A la plaza de Carmen Benítez arribaron a la siete de la tarde 51 chicas y chicos procedentes de Ucrania. Allí los esperaban una veintena de voluntarios de la Hermandad de San Esteban, en su mayoría, y Juan José Sauco, párroco de San Bartolomé y coordinador del arciprestazgo. Les tenían preparado un recibimiento por todo lo alto, con banderas y una pancarta que les daba la bienvenida en su idioma, pero con lo que no contaban era con las canciones que los ucranianos traían preparadas y que interpretaron nada más bajarse del autobús. A esto, los sevillanos respondieron con un par de sevillanas, eso sí, no demasiado ensayadas.

La hermana María es una monja argentina que viene acompañando a los jóvenes y que hace las veces de traductora: "Elegimos quedarnos en Sevilla por toda su riqueza cultural y arquitectónica. Venir aquí ha supuesto tener que viajar más, pero merecía la pena". Mientras los sevillanos y los ucranianos rompen el hielo y tratan de medio entenderse chapurreando inglés, la religiosa explica el viaje: "Salimos el viernes 5. Hicimos una parada en Alemania y luego hemos estado en Manresa y Barcelona, desde donde salimos anoche".

Dando la bienvenida a estos chicos, también se encontraba Esther Vivas, una misionera sevillana que desde hace nueve meses está en Corea del Sur. Antes había pasado nueve años en Argentina. Ella contactó con la delegación de Pastoral Juvenil para ayudar en lo posible con los peregrinos coreanos que también llegaron ayer por la tarde: "Estoy aquí visitando a la familia, pero también quería ayudar. Me alegro mucho de haber conocido a este equipo de personas".

Después de un viaje de más de 3.000 kilómetros atravesando Europa, no había cuerpo para más. Era la hora de refrescarse y descansar. Los chicos se alojarán estos días en el antiguo convento de San Agustín, y las chicas en el colegio de las Mercedarias.

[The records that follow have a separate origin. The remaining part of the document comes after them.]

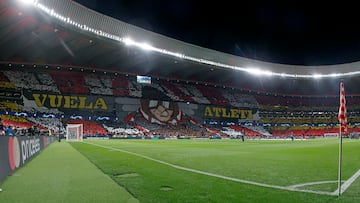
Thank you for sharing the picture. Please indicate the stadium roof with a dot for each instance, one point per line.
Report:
(65, 34)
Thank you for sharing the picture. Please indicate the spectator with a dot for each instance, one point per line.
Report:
(9, 131)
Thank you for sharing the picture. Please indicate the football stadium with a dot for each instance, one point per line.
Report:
(94, 109)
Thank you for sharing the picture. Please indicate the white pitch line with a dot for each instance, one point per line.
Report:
(289, 188)
(347, 183)
(312, 183)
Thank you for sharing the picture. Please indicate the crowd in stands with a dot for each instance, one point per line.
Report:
(280, 115)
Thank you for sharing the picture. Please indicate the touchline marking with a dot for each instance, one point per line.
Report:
(347, 183)
(289, 188)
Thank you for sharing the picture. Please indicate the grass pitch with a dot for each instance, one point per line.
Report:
(187, 171)
(227, 170)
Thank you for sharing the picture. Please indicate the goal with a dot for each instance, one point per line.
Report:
(74, 132)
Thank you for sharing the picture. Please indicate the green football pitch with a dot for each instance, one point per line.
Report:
(188, 171)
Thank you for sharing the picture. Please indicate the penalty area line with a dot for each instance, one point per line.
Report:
(215, 175)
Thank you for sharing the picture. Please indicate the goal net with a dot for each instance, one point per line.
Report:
(74, 132)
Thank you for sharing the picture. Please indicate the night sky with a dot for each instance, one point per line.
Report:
(287, 33)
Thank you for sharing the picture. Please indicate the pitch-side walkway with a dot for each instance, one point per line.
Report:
(61, 174)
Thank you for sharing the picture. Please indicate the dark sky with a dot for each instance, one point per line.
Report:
(288, 33)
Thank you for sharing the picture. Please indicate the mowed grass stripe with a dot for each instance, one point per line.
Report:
(147, 179)
(61, 174)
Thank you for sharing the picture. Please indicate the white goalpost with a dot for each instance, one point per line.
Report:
(74, 132)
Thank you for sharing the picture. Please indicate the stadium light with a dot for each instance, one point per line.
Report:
(145, 46)
(28, 2)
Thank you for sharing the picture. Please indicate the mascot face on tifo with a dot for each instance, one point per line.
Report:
(161, 112)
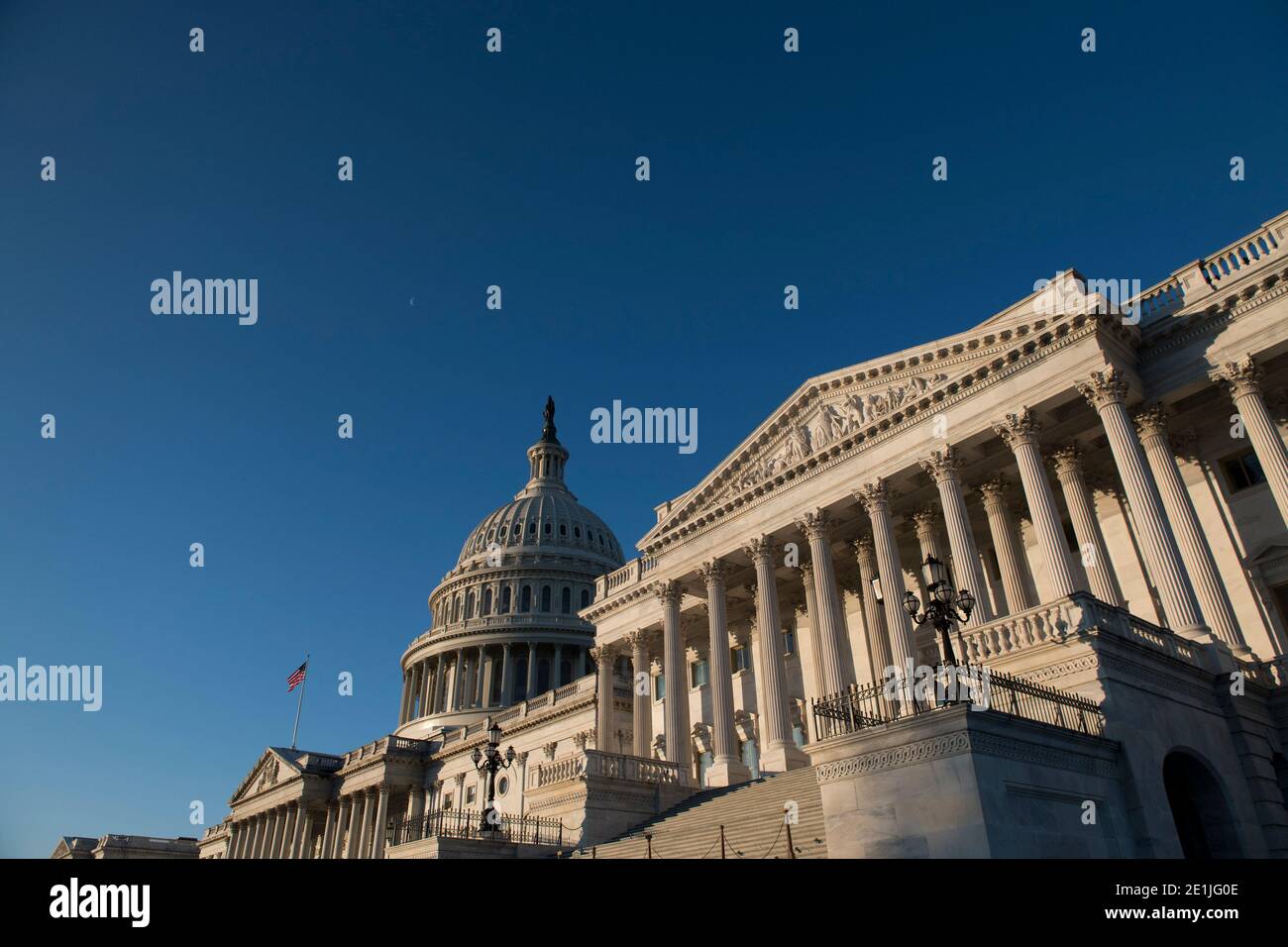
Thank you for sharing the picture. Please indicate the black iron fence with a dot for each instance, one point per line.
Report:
(460, 823)
(884, 702)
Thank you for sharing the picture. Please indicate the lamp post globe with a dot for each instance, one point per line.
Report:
(489, 761)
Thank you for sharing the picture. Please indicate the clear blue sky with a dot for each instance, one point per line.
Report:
(513, 169)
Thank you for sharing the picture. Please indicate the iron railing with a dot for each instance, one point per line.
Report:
(460, 823)
(884, 702)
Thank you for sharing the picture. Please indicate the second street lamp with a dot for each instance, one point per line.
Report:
(943, 604)
(489, 761)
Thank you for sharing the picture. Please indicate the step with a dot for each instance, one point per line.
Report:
(751, 814)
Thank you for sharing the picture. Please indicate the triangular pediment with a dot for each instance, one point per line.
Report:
(835, 412)
(274, 766)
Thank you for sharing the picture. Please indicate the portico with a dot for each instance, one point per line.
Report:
(1037, 445)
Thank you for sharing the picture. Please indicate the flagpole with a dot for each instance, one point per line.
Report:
(295, 731)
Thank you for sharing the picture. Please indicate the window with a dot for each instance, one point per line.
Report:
(1070, 538)
(1243, 471)
(698, 673)
(741, 659)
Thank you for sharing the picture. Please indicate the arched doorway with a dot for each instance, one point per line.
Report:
(1205, 823)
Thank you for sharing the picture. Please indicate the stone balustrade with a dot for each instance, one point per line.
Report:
(610, 766)
(630, 574)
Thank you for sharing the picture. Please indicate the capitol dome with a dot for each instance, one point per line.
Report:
(505, 625)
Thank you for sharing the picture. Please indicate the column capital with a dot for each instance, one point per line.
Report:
(995, 491)
(715, 573)
(943, 466)
(1241, 376)
(1151, 421)
(925, 519)
(1104, 388)
(1067, 462)
(1018, 429)
(814, 525)
(761, 549)
(603, 652)
(875, 496)
(669, 591)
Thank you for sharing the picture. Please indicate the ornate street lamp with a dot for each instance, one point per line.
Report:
(943, 603)
(489, 761)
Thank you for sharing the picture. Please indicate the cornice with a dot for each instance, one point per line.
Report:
(1009, 361)
(1210, 320)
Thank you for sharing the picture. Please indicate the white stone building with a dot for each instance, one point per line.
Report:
(1108, 476)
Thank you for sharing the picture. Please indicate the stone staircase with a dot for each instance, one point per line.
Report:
(751, 814)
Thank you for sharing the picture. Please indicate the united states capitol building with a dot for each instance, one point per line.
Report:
(1107, 476)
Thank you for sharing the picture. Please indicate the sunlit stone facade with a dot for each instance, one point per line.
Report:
(1109, 480)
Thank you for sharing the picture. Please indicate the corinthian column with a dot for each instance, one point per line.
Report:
(425, 686)
(1196, 552)
(1020, 433)
(1010, 557)
(879, 638)
(876, 500)
(403, 714)
(357, 821)
(506, 676)
(812, 674)
(1107, 392)
(944, 470)
(1243, 379)
(377, 844)
(1086, 527)
(603, 655)
(780, 753)
(675, 707)
(642, 724)
(726, 768)
(829, 613)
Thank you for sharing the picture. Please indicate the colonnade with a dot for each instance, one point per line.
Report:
(1176, 558)
(477, 677)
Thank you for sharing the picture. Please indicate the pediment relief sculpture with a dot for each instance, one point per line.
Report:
(828, 423)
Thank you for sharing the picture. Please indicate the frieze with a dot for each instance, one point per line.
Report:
(703, 508)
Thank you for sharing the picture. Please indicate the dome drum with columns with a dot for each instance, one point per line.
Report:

Pedro Reina y Eugenio Dorantes esperan en un banco de la estación de Santa Justa la llegada del AVE de las 11:35 procedente de Madrid. En el tren venían 13 jóvenes de Malta. Pertenecen al arciprestazgo de Lebrija y están allí para recogerlos y llevarlos a Las Cabezas de San Juan, donde serán acogidos por familias. "En Lebrija esperamos a 78 libaneses. Desde el martes ya tenemos a cinco chicas, pero se han ido de turismo a Córdoba y Granada", cuenta Pedro entre llamada y llamada. La organización es compleja y hay muchos aspectos que cerrar.

El AVE ha llegado con puntualidad. El contacto con los malteses es Mattew Gruppetta y Pedro pregunta por él en dos ocasiones a las personas que van subiendo del andén, pero sin suerte. "Esperemos que lleguen". Y llegaron. Sus camisetas azules les delataron. "¿Qué tal el viaje?" "Very good". Mattew explicó las intenciones de la visita: "Queremos conocer gente. Intercambiar experiencias. Hemos venido a Sevilla porque es una ciudad muy popular. Otros compatriotas han ido a San Sebastián y Valencia". A las 12:00 cogieron otro tren para Lebrija.

A los pueblos de la provincia también fueron llegando los peregrinos. Una de las localidades que más se ha volcado es Villaverde del Río. Durante la mañana de ayer los sirios y franceses comenzaron a inundar sus calles. Ya por la tarde, los italianos completaron los casi 300 jóvenes que este municipio acogerá durante los Días en las Diócesis.